A task force has reviewed the way Rhode Island pays for public schools and recommended some changes to Governor Gina Raimondo. The group met Thursday evening to finalize the report.
The panel was formed amid growing concerns that charter schools draw too much funding away from traditional public schools. RIPR's Elisabeth Harrison reviewed a draft of the report and spoke with Morning Edition Host Chuck Hinman about some of the highlights.
C: So what did this working group conclude about school funding in Rhode Island – are there inequities in the way the state is funding public schools and charter schools?
E: The short answer is yes. The working group’s report points out that some students are more expensive to educate, specifically students who are still learning English and students who need special education services. The group is recommending that the state consider providing more money for students who need those services. And that would help school districts in particular because the reality is that they are much more likely to be serving the students with the most severe disabilities, like those who are placed in special facilities.

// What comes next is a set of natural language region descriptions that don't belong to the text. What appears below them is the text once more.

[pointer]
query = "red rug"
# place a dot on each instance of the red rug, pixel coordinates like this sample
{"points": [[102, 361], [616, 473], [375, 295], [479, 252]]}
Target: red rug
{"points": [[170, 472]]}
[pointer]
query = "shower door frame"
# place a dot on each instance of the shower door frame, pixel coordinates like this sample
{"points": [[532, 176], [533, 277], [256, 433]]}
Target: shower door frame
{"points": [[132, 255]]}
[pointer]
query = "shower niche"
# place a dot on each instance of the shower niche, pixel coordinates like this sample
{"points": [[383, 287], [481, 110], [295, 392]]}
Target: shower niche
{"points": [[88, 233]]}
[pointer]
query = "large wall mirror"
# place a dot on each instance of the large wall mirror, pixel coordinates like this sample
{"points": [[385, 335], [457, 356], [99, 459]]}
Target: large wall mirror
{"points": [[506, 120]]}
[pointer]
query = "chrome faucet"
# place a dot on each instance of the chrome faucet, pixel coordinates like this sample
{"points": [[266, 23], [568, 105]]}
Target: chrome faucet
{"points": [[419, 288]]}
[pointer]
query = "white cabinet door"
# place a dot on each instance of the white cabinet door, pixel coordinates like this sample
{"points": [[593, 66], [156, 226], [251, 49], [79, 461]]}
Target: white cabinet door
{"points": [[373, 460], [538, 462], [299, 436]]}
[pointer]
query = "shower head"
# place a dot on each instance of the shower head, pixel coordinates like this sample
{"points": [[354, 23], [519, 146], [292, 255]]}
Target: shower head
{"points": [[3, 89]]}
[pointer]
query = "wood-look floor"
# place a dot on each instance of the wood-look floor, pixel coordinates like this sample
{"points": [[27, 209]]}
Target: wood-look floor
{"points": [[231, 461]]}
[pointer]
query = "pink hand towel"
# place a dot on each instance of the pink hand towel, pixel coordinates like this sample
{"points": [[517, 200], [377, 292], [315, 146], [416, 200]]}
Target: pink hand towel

C: But what about this question of whether charter schools are getting more than their fair share of state funding?
E: The working group is careful to say that charter schools have some costs that traditional public schools typically do not, while traditional public schools have costs that charter schools do not. When it comes to the charter schools, that generally means building costs, because they don’t have a city or town to provide buildings or bond for maintenance. In the case of traditional public schools, those extra costs come from a number of areas. The most expensive is out-of-district placements for students with severe disabilities. In Fiscal Year 2014 that amounted to $70 million statewide, according to the state Department of Education.
Other costs include retiree health benefits and screenings for preschool children, which help identify learning disabilities, hearing problems and things like that, so students can get help. When you add up the numbers from RIDE, at least as they are listed in the draft report, it all comes down to a little more than $350 more per student on average for a traditional public school compared with a charter school.
C: So what does the working group recommend doing to make funding more fair?
E: Well, the working group does not recommend a complete re-write of the state formula for distributing funding for school districts, but it does recommends revisions to address some of these issue. As far as what specifically those revisions should look like, well that’s not in the report. It will be up to the Governor to decide what goes into her budget proposal -- which is expected at the start of next month -- and what legislation is proposed based on these recommendations. Remember, this working group was convened as recently as last October. It includes more than two dozen people, who met only about 8 times. Hours of work went into the report, but clearly there will be much more work to come.